Interrogé par l'AFP, Mgr Tadeusz Pieronek, membre de l'épiscopat polonais, a qualifié l'information donnée par M. Kieres de "grande surprise". "Il ne faut pas oublier que ce système  - communiste - était sans pitié. Il est facile de condamner, mais ce système avait tout le monde dans ses tenailles", a souligné Mgr Pieronek. Selon lui, ce n'est toutefois "pas le moment pour ce genre d'informations, après tout ce que nous avons vécu avec la mort du pape".
Le président de l'IPN avait annoncé la semaine dernière que son institut disposait de nouvelles traces de mouchards des services de sécurité communistes dans le proche entourage ecclésiastique de Karol Wojtyla. Il a précisé qu'il s'agissait notamment d'enregistrements audio de dépositions de l'un d'eux, "un ecclésiastique", dont la voix était "reconnaissable".
Ce moine dominicain est responsable des pèlerins polonais au Vatican depuis vingt et un ans, et à ce titre, avait ses entrées auprès du proche entourage de Jean Paul II. Pendant les dernières semaines de vie de Jean Paul II, il informait régulièrement les médias sur la santé du souverain pontife, mort le 2 avril à l'âge de 84 ans.

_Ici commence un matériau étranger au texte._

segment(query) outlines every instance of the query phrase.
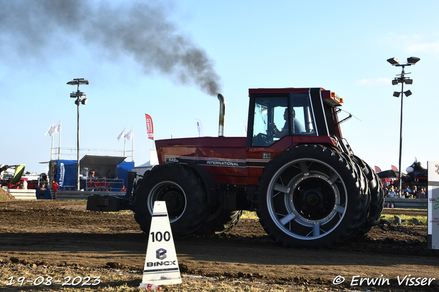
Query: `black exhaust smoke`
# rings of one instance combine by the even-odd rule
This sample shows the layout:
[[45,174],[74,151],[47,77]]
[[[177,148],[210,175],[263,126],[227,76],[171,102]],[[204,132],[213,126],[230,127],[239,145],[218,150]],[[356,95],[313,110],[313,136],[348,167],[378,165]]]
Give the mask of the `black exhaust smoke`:
[[127,55],[147,75],[158,72],[217,94],[220,77],[213,61],[167,19],[167,7],[151,2],[116,7],[105,1],[0,0],[0,52],[8,44],[21,57],[40,59],[47,49],[65,54],[82,43],[99,57]]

Grand, mince, aisément reconnaissable avec son épaisse chevelure blanche, le moine polonais était sur la place Saint-Pierre au milieu des pèlerins polonais à chaque apparition du pape pour les audiences générales ou pour l'angélus du dimanche. Lors des deux dernières hospitalisation de Jean Paul II en février et mars, le père Hejmo avait emmené avec lui des groupes de Polonais devant l'hôpital Gemelli pour prier et chanter sous les fenêtres de sa chambre.
Le 16 mars, le pape, qui avait regagné ses appartements du Vatican, avait fait une apparition surprise à la fenêtre de son bureau pour bénir les pèlerins polonais quelque minutes après un échange téléphonique entre le père Hejmo et Mgr Stanislaw Dziwisz, le secrétaire particulier de Jean Paul II.